O caso aconteceu após mais uma operação policial no Compelxo da Maré, nesta quinta-feira (09) /Fotos: Ellan Lustosa – Seeduc-RJ

A moradora da Maré, que é formada em Letras pela Universidade Estadual do Rio de Janeiro (UERJ) e professora de letramento racial favelado pelo Instituto Ayó, conta que essa escola foi a mais próxima de sua casa, a partir da plataforma “Matrícula Fácil”, do Governo do Estado, para o turno da manhã. “Nós só temos três escolas de ensino médio na Maré.
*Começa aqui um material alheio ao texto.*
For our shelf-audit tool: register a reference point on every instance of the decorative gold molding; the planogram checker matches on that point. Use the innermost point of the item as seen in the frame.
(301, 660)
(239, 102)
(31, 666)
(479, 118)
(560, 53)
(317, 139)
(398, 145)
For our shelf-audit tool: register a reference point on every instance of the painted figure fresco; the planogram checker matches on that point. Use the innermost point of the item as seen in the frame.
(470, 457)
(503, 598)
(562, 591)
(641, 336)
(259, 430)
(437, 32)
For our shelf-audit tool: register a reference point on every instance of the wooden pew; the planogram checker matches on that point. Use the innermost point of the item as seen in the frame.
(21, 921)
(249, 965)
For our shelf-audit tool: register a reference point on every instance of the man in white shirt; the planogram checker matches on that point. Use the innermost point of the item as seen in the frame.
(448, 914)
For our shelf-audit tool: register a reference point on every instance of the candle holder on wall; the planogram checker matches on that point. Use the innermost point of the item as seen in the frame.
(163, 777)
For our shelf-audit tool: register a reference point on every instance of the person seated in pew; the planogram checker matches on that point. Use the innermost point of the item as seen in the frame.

Duas não possuíam vagas, e a outra só tem disponibilidade para o turno da noite. O número não bate, a quantidade de escolas, de vagas, e de alunos, e a qualidade também“.

Segundo dados do Instituto Fogo Cruzado, já foram registrados 21 casos de disparos de armas de fogo na Maré em 2024, sendo 16 deles em ações ou operações policiais, como a que aconteceu nesta quinta. Flavinha, que mora no Conjunto Esperança, afirma que lida com muitas operações policiais, pontuando que “a insegurança de quem sai antes do sol levantar” é constante durante as operações.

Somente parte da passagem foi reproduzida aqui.